I became interested in fashion when I was around 10 years old, because my aunt was a boutique owner. She took me to Milan Fashion Week and some brand shops in the 80s. There was a time when I was walking on a street in Milan with her and I remember I told her that I liked COMME des GARÇONS the best. It was the shop’s interior that intrigued me the most; it was a very simple and eccentric raw concrete wall where they hang only one jacket. It was shocking to my eyes even though I was a small child.
Is there any topic that you are focusing on these days?
I’m not originally from fashion industry since I majored in art history in college. The reason why I chose to become a fashion commentator is because I was attracted to the fact that fashion is not just about clothes; it has a deep relationship with various things such as social landscapes, sexuality, and cultures etc. I really like to link fashion and culture together, so I am particularly interested in those kinds of articles.
You write for various media. Which articles of yours in recent years generated big response?
My recent article about Millennials had polarized opinions. I pointed out that European fashion industry is marketing only to rich young kids, even though there are other types of Millennials who have different sense of value, like the ones who are not rich but independent, making music in their garage. In terms of popularity, my articles on Fashion Week review usually get quite a lot of access. I recently wrote that Paris Fashion Week was disappointing except for a few shows such as sacai, UNDERCOVER and beautiful people. I was criticized that I’m just taking sides with Japan or something. But still, I need to insist that designers in Paris Fashion Week in general do not have enough preparation time, which makes the whole event so shallow. I regret to say they are only focusing on styling, rather than contents.
I assume you regularly check many information sources including social media. How do you feel about the way Japanese designers or brands communicate with their fans using media?
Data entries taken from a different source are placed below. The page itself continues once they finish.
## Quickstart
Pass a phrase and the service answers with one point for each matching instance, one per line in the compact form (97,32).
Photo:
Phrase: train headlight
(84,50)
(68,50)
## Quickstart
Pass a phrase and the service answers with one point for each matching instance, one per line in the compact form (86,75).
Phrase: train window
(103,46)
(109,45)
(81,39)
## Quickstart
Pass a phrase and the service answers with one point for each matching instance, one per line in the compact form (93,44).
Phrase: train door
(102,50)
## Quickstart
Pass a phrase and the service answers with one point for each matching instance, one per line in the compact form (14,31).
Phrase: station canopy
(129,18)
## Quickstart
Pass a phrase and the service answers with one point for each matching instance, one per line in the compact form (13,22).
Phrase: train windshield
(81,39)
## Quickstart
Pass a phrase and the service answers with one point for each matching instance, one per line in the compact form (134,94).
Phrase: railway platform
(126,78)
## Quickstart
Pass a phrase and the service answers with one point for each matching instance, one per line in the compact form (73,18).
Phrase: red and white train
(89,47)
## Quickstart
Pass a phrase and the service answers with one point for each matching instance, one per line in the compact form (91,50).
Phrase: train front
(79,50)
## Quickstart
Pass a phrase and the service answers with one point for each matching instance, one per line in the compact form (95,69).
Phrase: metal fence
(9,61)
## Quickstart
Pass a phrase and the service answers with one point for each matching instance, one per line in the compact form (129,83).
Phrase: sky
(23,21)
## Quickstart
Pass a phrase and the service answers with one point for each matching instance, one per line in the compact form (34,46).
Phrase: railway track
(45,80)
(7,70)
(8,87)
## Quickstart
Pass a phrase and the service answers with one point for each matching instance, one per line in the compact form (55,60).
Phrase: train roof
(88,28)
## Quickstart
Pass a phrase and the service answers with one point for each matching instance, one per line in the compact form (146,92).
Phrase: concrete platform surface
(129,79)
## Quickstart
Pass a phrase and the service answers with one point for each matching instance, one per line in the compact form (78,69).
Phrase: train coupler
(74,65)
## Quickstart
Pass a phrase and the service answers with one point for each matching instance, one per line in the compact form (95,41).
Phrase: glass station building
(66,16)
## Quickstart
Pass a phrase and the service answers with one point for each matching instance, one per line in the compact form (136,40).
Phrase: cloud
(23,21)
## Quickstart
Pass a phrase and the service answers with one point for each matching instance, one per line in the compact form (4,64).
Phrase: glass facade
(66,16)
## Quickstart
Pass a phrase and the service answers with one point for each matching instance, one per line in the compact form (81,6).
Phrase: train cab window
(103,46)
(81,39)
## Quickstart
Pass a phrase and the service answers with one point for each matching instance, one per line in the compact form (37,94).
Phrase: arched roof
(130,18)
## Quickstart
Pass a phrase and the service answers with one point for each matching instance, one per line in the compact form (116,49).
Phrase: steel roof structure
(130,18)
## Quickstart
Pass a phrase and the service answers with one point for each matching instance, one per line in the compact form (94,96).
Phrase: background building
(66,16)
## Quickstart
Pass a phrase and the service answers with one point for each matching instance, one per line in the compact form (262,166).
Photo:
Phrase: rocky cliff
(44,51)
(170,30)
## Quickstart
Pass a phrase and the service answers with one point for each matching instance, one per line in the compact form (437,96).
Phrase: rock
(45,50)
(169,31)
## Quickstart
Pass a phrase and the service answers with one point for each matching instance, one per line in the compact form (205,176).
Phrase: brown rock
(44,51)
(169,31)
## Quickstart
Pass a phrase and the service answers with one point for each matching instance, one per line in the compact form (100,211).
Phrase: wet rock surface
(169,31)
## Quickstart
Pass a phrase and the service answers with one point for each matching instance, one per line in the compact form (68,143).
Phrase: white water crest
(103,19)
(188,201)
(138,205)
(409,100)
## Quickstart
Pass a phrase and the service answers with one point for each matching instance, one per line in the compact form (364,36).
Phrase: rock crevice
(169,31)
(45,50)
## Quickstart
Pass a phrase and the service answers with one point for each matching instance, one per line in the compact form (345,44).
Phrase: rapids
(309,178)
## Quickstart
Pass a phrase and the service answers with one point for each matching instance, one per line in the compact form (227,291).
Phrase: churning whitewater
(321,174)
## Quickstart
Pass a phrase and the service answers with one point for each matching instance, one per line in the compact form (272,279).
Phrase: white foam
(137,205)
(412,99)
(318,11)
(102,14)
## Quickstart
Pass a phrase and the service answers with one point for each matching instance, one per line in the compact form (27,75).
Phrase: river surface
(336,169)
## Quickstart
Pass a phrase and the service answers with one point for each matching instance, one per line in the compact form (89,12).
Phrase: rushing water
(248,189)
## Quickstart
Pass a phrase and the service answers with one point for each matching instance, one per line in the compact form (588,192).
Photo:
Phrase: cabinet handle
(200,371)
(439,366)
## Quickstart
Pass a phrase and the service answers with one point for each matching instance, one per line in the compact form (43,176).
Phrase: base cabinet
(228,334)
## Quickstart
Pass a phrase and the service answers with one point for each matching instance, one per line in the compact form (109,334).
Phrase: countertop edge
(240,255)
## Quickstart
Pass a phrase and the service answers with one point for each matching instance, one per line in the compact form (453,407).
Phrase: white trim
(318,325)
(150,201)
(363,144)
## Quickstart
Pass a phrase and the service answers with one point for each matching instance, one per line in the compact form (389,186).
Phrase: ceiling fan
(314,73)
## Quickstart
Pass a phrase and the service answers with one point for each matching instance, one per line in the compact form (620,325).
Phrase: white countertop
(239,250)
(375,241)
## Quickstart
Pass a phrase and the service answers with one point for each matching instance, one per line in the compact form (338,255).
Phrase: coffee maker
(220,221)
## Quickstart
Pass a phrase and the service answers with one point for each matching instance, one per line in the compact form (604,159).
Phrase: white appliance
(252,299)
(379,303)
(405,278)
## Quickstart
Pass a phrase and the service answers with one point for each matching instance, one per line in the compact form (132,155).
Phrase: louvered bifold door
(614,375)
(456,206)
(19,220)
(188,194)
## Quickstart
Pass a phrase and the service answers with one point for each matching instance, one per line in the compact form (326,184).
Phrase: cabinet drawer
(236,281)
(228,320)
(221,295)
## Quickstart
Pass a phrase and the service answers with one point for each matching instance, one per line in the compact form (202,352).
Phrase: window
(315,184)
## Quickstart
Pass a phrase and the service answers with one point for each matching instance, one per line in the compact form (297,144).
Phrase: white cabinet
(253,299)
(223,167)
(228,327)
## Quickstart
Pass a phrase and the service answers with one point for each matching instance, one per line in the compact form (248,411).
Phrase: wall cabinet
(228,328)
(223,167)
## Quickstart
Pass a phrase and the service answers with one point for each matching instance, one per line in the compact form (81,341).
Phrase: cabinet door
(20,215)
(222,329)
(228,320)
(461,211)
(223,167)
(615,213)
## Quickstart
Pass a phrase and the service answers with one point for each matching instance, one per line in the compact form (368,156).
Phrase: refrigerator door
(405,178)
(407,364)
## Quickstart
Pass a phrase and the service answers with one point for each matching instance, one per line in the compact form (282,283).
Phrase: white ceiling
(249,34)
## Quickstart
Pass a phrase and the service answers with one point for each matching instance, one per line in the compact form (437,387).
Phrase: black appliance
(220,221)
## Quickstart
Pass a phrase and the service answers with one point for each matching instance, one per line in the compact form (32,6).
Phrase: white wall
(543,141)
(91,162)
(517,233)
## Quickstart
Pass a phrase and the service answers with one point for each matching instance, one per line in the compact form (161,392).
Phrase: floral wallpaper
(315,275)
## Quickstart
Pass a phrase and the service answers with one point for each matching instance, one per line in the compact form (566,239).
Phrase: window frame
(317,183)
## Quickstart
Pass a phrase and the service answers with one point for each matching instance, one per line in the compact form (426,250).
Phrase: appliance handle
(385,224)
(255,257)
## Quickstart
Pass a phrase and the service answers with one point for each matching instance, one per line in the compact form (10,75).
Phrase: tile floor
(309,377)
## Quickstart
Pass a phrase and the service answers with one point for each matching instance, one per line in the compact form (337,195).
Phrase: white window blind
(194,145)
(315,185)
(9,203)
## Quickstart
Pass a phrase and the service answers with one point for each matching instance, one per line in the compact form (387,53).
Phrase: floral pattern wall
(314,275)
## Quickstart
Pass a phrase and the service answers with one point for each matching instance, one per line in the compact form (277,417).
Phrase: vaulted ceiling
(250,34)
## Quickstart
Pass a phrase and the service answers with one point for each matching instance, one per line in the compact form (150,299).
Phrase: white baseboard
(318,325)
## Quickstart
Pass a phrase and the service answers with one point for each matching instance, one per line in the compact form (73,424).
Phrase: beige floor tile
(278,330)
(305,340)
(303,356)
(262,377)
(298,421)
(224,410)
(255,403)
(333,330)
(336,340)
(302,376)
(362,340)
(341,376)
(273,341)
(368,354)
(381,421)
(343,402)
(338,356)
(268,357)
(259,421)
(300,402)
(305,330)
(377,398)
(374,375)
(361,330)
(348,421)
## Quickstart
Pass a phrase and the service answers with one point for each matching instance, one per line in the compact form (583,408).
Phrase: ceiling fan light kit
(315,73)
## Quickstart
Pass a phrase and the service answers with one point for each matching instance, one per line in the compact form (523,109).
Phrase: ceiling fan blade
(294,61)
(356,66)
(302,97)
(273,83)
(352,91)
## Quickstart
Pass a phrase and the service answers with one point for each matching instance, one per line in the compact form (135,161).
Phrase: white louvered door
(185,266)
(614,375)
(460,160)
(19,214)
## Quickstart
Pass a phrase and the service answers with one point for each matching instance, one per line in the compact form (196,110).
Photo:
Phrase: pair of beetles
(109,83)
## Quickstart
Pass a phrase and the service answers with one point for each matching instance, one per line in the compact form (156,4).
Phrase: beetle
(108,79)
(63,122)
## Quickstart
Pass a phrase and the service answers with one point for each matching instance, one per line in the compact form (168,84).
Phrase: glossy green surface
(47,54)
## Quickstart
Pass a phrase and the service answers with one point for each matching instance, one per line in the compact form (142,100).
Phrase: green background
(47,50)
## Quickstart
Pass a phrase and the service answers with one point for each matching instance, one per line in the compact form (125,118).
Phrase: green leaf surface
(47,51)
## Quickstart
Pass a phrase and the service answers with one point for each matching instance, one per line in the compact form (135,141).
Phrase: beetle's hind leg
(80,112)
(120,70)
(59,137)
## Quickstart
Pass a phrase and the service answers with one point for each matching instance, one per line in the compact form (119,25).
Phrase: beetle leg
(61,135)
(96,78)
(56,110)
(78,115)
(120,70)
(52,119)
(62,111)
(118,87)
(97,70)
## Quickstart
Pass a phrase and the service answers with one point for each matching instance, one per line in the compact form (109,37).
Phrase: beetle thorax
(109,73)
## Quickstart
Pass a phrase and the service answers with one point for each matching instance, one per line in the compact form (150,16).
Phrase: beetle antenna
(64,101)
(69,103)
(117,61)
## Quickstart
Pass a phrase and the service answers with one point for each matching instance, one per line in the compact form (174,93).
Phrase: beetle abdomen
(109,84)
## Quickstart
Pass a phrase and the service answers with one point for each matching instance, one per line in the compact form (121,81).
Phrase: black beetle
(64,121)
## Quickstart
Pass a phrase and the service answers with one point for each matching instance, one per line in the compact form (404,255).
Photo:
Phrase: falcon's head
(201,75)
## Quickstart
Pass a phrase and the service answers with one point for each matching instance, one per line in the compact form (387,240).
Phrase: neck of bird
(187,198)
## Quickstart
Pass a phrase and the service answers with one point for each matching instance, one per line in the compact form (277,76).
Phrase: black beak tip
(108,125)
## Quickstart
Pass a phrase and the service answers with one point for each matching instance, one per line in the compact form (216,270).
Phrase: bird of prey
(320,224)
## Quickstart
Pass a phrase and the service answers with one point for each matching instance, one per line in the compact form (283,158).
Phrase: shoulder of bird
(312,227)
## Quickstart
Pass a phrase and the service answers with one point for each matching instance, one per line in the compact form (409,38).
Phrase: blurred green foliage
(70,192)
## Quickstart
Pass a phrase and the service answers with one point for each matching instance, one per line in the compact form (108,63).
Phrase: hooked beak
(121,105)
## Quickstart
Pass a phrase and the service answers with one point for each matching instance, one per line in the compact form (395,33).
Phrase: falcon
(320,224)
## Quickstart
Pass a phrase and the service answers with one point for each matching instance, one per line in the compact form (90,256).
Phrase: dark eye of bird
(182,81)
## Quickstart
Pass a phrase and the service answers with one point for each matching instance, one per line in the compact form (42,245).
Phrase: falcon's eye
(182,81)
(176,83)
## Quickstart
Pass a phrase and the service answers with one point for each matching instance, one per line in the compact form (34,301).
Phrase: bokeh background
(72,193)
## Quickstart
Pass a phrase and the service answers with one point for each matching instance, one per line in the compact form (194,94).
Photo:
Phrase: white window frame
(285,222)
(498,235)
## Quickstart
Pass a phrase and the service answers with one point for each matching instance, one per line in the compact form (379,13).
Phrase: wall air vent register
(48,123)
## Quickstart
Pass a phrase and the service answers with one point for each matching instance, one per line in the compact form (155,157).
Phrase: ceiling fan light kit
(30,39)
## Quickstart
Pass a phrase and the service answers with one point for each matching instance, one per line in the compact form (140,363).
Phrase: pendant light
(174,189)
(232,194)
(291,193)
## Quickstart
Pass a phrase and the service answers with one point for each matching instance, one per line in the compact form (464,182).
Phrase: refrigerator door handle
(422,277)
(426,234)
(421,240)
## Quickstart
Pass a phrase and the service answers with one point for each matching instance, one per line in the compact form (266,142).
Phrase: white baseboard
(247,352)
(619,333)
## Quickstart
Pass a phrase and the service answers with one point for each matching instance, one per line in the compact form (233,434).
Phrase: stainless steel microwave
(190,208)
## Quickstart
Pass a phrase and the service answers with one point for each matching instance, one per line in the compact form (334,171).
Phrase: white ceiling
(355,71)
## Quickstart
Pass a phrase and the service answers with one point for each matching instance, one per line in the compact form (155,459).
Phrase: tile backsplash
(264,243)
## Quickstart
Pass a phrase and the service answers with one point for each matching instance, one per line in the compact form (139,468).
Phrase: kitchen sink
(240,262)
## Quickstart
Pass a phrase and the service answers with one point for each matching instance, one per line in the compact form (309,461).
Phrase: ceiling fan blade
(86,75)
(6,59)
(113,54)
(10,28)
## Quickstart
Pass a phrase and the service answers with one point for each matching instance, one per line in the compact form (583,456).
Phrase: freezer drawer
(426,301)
What I respect the most about Japanese people is that Japanese people cherish tradition while also being open to innovation. As far as I’m concerned, however, Japanese fashion industry are not making the most of digital tools as a way of communication yet. I’m sure you can develop your own identity by posting something that represents Japan or something surprising to foreign people. Although, I truthfully keep my Instagram account private and do not welcome everyone, haha. CELINE has recently opened their Instagram account. Their account does not seem to be intentional; rather charming because you can feel real human beings are posting the photos. Please go check it out.
Lastly, is there any Japanese designer whom you want to interview?
Well, it’s going to be Ms. Rei Kawakubo of COMME des GARÇONS, of course! She doesn’t talk much, so I’m not too sure if my interview can last 5 minutes…. I would love to ask her about how she works, her way of seeing the world and where does her inspiration come from and so on.